# Wanting to upgrade my door speakers 98 sentra



## xbrandonx (Mar 27, 2004)

ok heres what i'm looking for and what I'm looking to spend.

Door speakers for my 98 sentra.
Want them to push HIGHs and Mids really well, bottem end doesn't matter, thats what the subs are for. (2 8" behind seats and soon to be 2 12"s in the trunk when I get a new amp to push them)

Looking to spend er $70-150 or so, I'd be willing to go up to 200 if someone has a reccomendation that goes that high, lower isn't a problem either if something is that good and cheap.
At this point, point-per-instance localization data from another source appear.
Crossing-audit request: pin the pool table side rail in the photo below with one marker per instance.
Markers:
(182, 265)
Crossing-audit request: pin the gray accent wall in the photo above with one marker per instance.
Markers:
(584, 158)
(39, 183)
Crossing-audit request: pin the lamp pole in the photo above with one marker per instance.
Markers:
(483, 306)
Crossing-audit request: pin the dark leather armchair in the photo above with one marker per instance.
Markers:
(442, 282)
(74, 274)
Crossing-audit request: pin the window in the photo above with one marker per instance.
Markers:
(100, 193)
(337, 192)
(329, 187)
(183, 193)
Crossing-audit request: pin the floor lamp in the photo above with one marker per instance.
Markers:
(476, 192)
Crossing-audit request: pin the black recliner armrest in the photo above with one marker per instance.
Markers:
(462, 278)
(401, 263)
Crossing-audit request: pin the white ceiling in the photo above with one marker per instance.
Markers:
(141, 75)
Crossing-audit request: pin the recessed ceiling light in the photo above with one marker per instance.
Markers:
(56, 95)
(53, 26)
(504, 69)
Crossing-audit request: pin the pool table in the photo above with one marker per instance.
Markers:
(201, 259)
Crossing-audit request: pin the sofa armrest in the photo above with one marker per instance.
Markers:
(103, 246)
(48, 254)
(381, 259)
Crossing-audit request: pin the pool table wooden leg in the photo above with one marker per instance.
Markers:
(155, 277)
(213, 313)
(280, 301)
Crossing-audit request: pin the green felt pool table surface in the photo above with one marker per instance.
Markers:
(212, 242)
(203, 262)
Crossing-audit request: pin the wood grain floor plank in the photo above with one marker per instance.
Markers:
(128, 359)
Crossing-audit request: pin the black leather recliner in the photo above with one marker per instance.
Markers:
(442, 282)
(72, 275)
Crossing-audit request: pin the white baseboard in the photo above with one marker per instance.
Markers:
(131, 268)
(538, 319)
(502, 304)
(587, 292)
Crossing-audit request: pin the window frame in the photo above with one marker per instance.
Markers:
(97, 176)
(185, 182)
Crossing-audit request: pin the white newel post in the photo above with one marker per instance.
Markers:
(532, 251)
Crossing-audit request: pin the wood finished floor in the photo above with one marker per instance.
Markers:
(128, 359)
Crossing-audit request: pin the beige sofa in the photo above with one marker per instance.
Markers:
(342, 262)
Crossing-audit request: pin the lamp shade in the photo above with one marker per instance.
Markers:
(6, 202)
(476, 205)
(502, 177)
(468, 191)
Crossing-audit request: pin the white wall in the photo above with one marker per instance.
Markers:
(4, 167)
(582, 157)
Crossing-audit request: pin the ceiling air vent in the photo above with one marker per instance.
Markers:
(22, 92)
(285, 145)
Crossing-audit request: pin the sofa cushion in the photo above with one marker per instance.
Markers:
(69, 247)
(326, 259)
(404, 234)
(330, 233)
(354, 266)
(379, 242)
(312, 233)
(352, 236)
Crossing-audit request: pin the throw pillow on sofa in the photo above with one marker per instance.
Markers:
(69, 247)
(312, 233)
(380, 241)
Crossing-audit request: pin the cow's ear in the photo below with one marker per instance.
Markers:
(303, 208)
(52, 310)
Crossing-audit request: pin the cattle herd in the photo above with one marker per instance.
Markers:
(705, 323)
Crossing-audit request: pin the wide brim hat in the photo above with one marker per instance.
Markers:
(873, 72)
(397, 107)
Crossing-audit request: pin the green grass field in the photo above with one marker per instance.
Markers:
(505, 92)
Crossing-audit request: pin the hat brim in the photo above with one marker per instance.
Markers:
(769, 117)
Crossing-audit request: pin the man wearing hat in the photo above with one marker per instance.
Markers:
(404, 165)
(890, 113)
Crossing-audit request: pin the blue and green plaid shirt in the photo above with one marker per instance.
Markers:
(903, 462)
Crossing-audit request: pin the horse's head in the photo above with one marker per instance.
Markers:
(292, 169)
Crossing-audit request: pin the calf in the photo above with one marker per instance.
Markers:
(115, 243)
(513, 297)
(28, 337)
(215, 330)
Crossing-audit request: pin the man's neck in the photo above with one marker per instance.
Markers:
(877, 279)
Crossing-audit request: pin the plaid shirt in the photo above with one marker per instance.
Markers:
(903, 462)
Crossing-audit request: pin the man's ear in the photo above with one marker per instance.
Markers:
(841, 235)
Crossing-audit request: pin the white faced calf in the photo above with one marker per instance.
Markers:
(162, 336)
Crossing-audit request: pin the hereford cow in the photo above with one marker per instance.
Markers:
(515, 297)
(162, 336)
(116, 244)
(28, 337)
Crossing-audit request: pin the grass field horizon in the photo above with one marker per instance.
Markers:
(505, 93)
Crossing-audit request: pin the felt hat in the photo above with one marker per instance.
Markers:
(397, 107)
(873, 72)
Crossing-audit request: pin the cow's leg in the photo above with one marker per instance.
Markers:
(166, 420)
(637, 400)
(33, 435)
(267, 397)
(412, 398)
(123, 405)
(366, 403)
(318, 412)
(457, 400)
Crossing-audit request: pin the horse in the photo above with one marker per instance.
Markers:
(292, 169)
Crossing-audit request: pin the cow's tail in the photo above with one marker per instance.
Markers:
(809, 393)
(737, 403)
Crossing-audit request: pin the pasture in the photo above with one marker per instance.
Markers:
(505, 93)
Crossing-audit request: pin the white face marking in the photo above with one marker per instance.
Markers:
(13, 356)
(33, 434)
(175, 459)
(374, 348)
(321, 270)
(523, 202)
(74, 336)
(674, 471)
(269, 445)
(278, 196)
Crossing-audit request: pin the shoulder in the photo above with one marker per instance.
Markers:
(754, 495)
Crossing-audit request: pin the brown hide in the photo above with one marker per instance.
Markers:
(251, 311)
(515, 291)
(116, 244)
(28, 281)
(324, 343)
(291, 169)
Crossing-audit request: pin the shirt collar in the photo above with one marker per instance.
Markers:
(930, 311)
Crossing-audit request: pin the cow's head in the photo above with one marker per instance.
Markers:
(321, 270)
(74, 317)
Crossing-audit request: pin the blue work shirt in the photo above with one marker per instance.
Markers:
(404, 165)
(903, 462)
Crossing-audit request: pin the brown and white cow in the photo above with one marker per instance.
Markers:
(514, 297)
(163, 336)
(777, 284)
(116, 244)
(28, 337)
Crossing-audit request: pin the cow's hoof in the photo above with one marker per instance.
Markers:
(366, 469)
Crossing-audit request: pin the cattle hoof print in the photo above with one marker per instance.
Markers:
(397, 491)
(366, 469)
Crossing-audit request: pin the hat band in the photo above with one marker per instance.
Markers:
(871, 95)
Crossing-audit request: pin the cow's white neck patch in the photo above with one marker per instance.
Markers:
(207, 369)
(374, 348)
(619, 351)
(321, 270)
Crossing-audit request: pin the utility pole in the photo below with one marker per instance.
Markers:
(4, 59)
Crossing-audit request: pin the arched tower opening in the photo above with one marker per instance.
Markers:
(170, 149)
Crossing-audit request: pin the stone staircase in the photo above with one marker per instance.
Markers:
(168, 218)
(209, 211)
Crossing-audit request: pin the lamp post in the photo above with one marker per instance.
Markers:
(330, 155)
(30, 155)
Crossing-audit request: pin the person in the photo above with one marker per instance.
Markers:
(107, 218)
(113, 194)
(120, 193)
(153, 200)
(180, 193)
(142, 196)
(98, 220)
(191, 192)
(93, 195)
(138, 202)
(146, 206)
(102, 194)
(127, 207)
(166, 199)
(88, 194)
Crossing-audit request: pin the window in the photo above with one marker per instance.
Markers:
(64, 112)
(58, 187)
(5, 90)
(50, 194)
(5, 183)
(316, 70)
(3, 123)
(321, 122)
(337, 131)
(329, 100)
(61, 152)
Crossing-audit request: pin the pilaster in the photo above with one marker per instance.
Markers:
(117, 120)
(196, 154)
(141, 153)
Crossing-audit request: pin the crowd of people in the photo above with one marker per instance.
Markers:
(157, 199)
As of now they will just be running off my head unit, no amp for the inside speakers, but hopefully in the near future that will change as well.

Links of where to purchase them would be nice as well as I am a lazy mofo.


----------



## cgnizmo (Apr 3, 2004)

seriously, i would go with boston components for your doors, thats what i have they are running off my head unit without an amp, sound really good


----------



## captain_shrapnel (Sep 10, 2004)

I would suggest the Access line of coaxials from Focal. 6.5" Coax is like $180/pair. Of course, you would need an amp....

http://www.acaraudio.com/product_info.php?cPath=23_41&products_id=412


----------



## xbrandonx (Mar 27, 2004)

cgnizmo said:


> seriously, i would go with boston components for your doors, thats what i have they are running off my head unit without an amp, sound really good


what head unit do you have? Also what boston componets do you have?

BTW my head unit is an Alpine CDA-7892


----------